UN mission helps Ivorians repair polling stations ahead of scheduled elections
The United Nations peacekeeping mission to Côte d’Ivoire (UNOCI) says it has repaired almost 90 per cent of polling stations across the West African country ahead of national presidential elections planned for later this year.
Electoral experts with the mission have repaired some 9,150 stations out of a total of 10,493, the director of UNOCI’s electoral assistance division, Ahmedou El Becaye Seck, told reporters at a press conference in Abidjan yesterday.
Mr.
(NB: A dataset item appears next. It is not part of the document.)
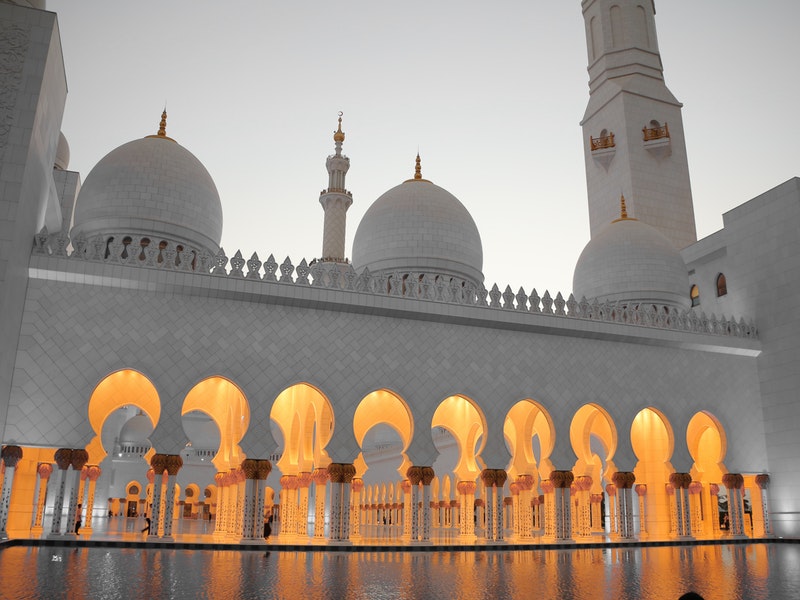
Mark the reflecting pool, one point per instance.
(737, 571)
Seck said mission staff have also helped update the country’s electoral cartography so that local authorities can more easily identify the population and register voters before the polls.
By helping to organize the mobile court hearings across the country, about 400,000 people have received substitute birth certificates, according to the mission.
Identification of eligible Ivorian voters has been a major issue in the nation, which in 2002 became divided between the Government-controlled south and the rebel-held north, and led to the deployment of UNOCI to keep the peace.
The Ouagadougou Political Agreement, reached early last year, is designed to end the political stand-off. It calls for the formation of a new transitional government, the holding of free and fair elections, and merging the national defence and security forces with the rebel Forces Nouvelles into an integrated body.
Today, after meeting with Ivorian Justice Minister Mamadou Koné in Abidjan, the Secretary-General’s Special Representative Y. J. Choi praised the leadership of Ivorian authorities in the mobile court process and pledged UNOCI’s continuing support.